Characterization of Integrated Planar Photonic Crystal Circuits Fabricated by a CMOS Foundry

Integrated planar photonic crystal circuits in silicon on insulator were fabricated with a single-etch-step process by a foundry using complementary metal-oxide-semiconductor processing techniques. The devices studied integrate three key elements: i) input/output grating couplers consisting of 2D uniform arrays of holes, ii) single transverse electric (TE)/single transverse magnetic (TM) mode channel waveguides, and iii) a photonic crystal linear three hole defect (L3) microcavity. Experimentally measured s- and p-polarized transmission, both from grating-to-grating through a uniform silicon slab region, and through the channel waveguide/L3 cavity circuit, were quantitatively compared with finite-difference time-domain simulations.
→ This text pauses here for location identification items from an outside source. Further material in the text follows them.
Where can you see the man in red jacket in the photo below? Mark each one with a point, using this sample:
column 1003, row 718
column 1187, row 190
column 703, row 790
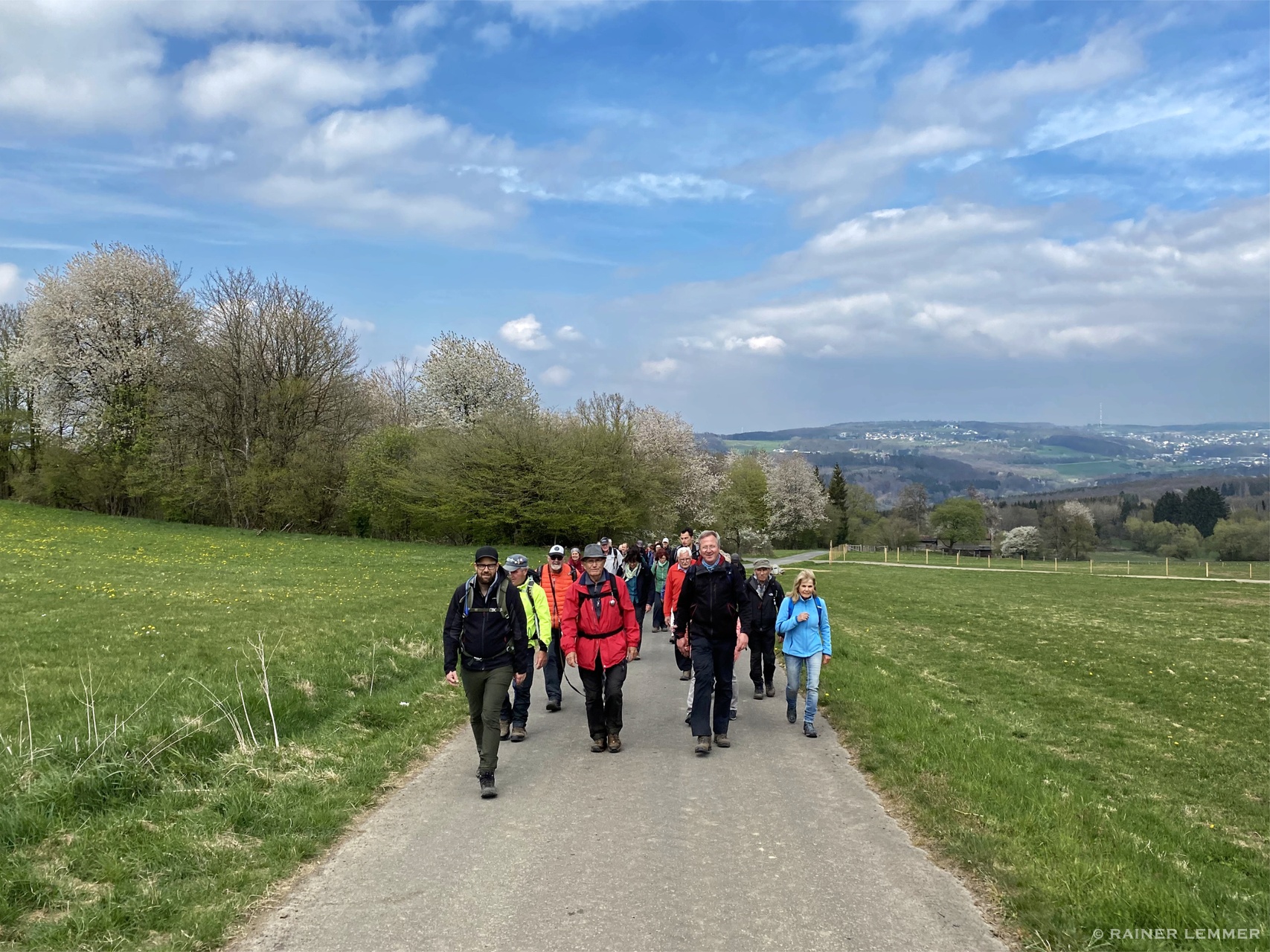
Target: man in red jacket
column 598, row 637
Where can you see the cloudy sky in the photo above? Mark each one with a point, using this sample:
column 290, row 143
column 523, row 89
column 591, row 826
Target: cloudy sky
column 758, row 215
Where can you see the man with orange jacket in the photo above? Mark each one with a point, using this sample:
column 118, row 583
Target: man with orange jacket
column 673, row 583
column 557, row 578
column 600, row 636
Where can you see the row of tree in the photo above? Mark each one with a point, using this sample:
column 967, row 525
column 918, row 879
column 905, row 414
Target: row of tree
column 244, row 402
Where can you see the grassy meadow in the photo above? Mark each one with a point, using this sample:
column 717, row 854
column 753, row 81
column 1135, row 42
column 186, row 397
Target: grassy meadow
column 1094, row 749
column 132, row 814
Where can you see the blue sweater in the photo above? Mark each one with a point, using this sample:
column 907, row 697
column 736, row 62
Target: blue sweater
column 809, row 637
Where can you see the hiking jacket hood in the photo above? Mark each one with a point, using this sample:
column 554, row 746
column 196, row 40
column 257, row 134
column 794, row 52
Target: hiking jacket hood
column 713, row 602
column 804, row 639
column 484, row 636
column 763, row 608
column 616, row 623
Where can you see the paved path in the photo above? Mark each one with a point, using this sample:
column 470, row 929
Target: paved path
column 774, row 843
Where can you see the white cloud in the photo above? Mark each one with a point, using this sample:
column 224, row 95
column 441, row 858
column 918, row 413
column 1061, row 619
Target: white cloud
column 91, row 66
column 992, row 282
column 758, row 344
column 659, row 370
column 280, row 83
column 418, row 17
column 525, row 334
column 10, row 283
column 565, row 14
column 647, row 187
column 496, row 36
column 936, row 111
column 557, row 376
column 876, row 18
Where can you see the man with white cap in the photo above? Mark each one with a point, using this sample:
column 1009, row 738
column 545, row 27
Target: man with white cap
column 537, row 627
column 557, row 576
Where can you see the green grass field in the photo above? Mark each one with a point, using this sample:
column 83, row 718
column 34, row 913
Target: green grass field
column 161, row 832
column 1091, row 748
column 1094, row 749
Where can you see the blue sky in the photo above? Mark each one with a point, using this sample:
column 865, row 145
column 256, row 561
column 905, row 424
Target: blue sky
column 757, row 215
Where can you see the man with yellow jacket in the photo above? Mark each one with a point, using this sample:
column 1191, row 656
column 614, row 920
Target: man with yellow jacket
column 537, row 627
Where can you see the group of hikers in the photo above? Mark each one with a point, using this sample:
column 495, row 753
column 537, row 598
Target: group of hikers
column 586, row 610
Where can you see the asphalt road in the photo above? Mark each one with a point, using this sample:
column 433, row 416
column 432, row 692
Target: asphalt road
column 774, row 843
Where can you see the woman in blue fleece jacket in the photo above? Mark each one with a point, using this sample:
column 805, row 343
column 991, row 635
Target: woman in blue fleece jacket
column 803, row 623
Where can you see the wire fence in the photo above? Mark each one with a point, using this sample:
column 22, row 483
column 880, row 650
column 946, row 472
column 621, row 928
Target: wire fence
column 1099, row 564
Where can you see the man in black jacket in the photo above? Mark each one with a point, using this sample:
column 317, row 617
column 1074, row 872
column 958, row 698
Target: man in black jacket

Excellent agreement is achieved assuming circular, vertical side-wall holes, but this requires accurate post-fabrication characterization of actual versus nominal device parameters, including especially the silicon device layer thickness. While s-polarized incident radiation excites TE modes that exhibit typical resonant cavity (filter-like) transmission, p-polarized incident radiation excites TM modes that non-resonantly propagate through the circuit with comparable transmission efficiency. The dependence of the grating coupler tuning range on hole diameter, and the addition of a photoresist covering is determined.